Ministers pledge to remove 'peace walls'

Ministers pledge to remove 'peace walls'

The First and deputy First Ministers have pledged to remove all the so-called peace walls within 10 years in an ambitious package of measures unveiled in a bid to tackle sectarianism in Northern Ireland's communities.

The announcement was made by Peter Robinson and Martin McGuinness on Thursday.

However, the most contentious issues of flags, parades and the past were not included and instead the Ministers said they will establish an all-party working group to look into those controversial measures.

The pair said the working group will address the "twin blights of sectarianism and racism".

The group, which will have two nominees from each of the five main political parties and an independent chairman, will also consider ways to handle parades, protests, symbols and emblems as well as how to deal with the past.

At its first meeting the group will determine which stakeholders will be invited to join it and which other organisations will be asked to give evidence.

Alongside the creation of the group the ministers will also publish their community relations strategy Together: Building a United Community within the next two weeks.

In a joint statement, Mr Robinson and Mr McGuinness said: "Our vision is a united community, based on equality of opportunity, the desirability of good relations and reconciliation - one which is strengthened by its diversity, where cultural expression is celebrated and embraced and where everyone can live, learn, work and socialise together, free from prejudice, hate and intolerance."

Whilst recognising there are no easy answers, we are committed to attempting to find long-term and sustainable solutions that are in the best interests of the community we serve.

First and deputy First Ministers

Both ministers did, however, reveal an agreed package of "significant and strategic actions" aimed at tackling segregation among communities which includes working towards removing all the so-called "peace walls" by 2023.

The joint statement added: "Taking down interface barriers is not something that can be achieved without engagement, consent and support with the people who live there.

"We must be sensitive to the views and perceptions of residents and balance this against the responsibility on us to create the conditions within which division and segregation can become resigned to the past.

"Community confidence can only be built when assurances can be given that the intimidation and threat which led to the erection of barriers has been removed.

"We are committed to finding alternative ways of reassuring communities that safety can be achieved without separation.

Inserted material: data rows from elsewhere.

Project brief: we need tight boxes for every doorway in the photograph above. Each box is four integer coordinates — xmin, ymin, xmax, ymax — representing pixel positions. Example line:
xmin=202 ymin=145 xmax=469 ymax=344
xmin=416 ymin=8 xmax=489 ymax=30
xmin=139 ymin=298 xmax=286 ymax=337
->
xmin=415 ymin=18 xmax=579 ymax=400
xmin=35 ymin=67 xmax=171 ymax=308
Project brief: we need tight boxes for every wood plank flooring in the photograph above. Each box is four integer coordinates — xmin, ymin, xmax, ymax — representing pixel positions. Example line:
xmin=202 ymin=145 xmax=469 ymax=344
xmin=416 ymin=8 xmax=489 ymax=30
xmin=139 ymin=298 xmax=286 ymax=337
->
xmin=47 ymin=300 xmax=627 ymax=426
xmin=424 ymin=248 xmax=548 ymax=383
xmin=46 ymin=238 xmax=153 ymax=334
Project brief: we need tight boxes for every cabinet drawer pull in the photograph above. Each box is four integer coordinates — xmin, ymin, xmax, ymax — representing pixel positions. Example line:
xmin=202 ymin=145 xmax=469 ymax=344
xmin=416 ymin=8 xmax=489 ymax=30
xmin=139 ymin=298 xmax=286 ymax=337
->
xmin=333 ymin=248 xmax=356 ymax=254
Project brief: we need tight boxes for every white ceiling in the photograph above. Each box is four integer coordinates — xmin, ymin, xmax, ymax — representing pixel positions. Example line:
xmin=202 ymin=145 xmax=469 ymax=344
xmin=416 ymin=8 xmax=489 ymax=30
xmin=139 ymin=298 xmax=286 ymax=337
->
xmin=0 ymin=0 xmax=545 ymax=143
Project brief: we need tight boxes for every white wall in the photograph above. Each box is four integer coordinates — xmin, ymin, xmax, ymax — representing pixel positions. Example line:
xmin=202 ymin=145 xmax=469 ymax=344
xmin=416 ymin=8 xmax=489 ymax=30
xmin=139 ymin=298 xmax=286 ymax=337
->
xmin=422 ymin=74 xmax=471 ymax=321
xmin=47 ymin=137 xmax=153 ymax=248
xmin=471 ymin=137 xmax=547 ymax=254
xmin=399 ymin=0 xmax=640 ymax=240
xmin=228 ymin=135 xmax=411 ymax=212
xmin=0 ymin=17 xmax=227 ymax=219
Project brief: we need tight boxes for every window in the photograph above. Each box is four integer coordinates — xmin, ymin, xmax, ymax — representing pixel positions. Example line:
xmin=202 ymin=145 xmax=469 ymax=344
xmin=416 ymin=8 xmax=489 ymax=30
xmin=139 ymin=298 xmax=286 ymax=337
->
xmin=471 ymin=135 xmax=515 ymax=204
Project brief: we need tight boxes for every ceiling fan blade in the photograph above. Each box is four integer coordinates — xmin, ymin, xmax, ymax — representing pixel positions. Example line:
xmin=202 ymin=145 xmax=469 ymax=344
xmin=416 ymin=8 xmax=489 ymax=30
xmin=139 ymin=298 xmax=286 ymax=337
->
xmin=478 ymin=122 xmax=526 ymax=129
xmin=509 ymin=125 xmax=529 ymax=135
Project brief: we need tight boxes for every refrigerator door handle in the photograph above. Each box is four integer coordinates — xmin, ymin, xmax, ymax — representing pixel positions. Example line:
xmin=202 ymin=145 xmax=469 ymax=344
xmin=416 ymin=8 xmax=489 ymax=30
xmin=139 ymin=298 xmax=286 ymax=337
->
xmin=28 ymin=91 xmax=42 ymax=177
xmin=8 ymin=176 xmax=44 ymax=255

"Removing interface barriers and other structures of division will send out an important message that our society is continuing on its journey to peace and reconciliation, but more importantly will bring community benefits."

The ministers also announced the creation of a youth programme to help get young people not in education, employment or training into work.

The United Youth programme will offer 10,000 young people between the ages of 16 and 24 paid work placements and volunteering opportunities - outside of their own community - to help build good relations.

The multi-million pound strategy will also look to establish 10 new shared education campuses, a cross-community sports programme and shared summer schools for post primary school-aged children.

They have also said a proposal to develop 10 new shared neighbourhood developments will be brought by the Social Development Minister within the next two months.

Such a strategy must commit to the creation of a society where people can live together with confidence, safety and security, both respecting and being respected.

Equality Commission

The announcements were welcomed by the Equality Commission, whose chief commissioner Michael Wardlow said they would carefully study the proposals.

Mr Wardlow added: "To be meaningful it must set out clearly how and when the objectives committed to will be achieved, by whom they will be delivered and the resources committed to them.

"The proposals set out today may be limited in number and in type but we acknowledge that long journeys are achieved step by step. We fully support the ambition that seeks to address the issues of division across housing, education and on and between our streets.

"We also welcome the ambition to create a sense of a united community, while cautioning that Northern Ireland is not about blending just two communities into one - our modern society is a vibrant and diverse collection of communities and identities each of which should be recognised and valued."

Co-operation Ireland described the plan's targets as "ambitious" but "highly achieveable".

Chief executive Peter Sheridan said: "I am delighted to see that at the core of their statement is young people.

"They have highlighted programmes that already have been tried and tested and have shown to have a positive impact on the young people involved."